Publié le par coline

couvedessaintfrelons.jpgIl y a un village, en Ariège, dont on ne connaît pas le nom, mais qui ressemble fortement au trou du cul du monde, et dans ce village, il y a Maxime, un apiculteur soucieux qui voit débarquer Paul, son ex-beau-fils venu apparemment demander quelques comptes ; il y a Antonin, maton à la retraite, qui s’emmerde comme c’est pas possible, puis qui devient carrément hargneux quand il apprend que sa bourgeoise, Martine, a vidé tous leurs comptes en banque et a planqué le pognon dans un endroit tenu secret ; Martine, justement, qui va sucer Michel, le maire, dans son bureau, un maire veuf pour le moins indélicat, pour lui demander de l’aider à la débarrasser d’Antonin ; il y a Rémi, QI 52, qui survit près du cimetière, à deux pas de chez Antonin, près du château d’eau, qui a exhumé de sa tombe le cadavre de son ex, Mariel, afin qu’elle retrouve goût à la mort-vie, et qui possède deux poules, une rouge et une noire répondant aux doux prénoms de Sten et Dhal ; et puis il y a encore deux amoureux, Baptiste et Loïc, anciens compagnons de cellule devenus homos par la force de la promiscuité qui veulent se venger d’un certain maton à la retraite ; Ah ! il y a des bêtes aussi, un ours, aperçu subrepticement, mais sans plus, un hérisson appelé Caroline, une taupe… Voilà, les personnages de ce roman noir sont campés, quelques riffs de guitare de Status Quo par-dessus, genre Whatever you want live, la voix éraillée de Jean-Patrick Capdevielle en prime, et hop, il n’y a plus qu’à envoyer le bouzin, leur inoculer un vilain venin, et que tout ce beau monde se met à tournoyer comme des frelons assoiffés de sang ! Dans ce nouvel opus, Pascal Dessaint s’est lâché pour notre grand plaisir.

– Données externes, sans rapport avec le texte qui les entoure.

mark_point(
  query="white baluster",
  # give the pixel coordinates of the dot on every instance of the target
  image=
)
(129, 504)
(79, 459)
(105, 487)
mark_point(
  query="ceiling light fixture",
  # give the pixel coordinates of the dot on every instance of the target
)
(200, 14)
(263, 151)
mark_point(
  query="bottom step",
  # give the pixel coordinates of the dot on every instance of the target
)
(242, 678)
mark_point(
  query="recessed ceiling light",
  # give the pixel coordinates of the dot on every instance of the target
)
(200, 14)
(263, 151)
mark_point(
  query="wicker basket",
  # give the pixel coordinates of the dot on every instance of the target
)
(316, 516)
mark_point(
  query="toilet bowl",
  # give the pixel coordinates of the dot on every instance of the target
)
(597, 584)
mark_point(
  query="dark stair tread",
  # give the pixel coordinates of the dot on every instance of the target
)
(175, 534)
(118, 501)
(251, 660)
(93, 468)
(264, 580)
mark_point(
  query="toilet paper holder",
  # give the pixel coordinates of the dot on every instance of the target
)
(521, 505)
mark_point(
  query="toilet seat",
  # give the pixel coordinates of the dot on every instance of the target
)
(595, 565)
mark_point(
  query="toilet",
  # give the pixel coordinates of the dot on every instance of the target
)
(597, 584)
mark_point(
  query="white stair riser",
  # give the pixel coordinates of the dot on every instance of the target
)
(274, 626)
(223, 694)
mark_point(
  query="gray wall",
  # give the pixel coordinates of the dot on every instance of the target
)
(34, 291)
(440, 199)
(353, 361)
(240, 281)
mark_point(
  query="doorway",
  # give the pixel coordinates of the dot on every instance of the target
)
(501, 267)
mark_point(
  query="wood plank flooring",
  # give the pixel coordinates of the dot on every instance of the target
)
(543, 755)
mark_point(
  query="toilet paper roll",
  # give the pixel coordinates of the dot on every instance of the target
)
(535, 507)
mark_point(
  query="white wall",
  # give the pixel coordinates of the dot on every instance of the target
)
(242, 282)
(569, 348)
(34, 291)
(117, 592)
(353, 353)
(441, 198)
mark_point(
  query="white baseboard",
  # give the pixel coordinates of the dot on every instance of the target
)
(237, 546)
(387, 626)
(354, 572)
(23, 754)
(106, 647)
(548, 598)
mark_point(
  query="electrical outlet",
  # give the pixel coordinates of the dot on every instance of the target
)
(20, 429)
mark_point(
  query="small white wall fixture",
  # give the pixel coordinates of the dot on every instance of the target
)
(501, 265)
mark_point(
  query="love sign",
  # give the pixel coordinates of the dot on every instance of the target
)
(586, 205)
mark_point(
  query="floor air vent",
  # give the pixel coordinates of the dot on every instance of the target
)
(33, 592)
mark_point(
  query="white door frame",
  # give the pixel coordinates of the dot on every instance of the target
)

On sent qu’il aime ses personnages, dans la peau desquels il se met tour à tour au fil des chapitres, en utilisant la première personne. Bref, sa galerie ploucophile est impeccable. N’empêche, c’est quand même dur d’être un héros, de c’côté-ci d’la planète !

 Le Bal des frelons, de Pascal Dessaint, 206 p., 16 €, Rivages, 2011. À noter la réédition en Rivages poche de Cruelles natures du même auteur : 224 p., 8 €.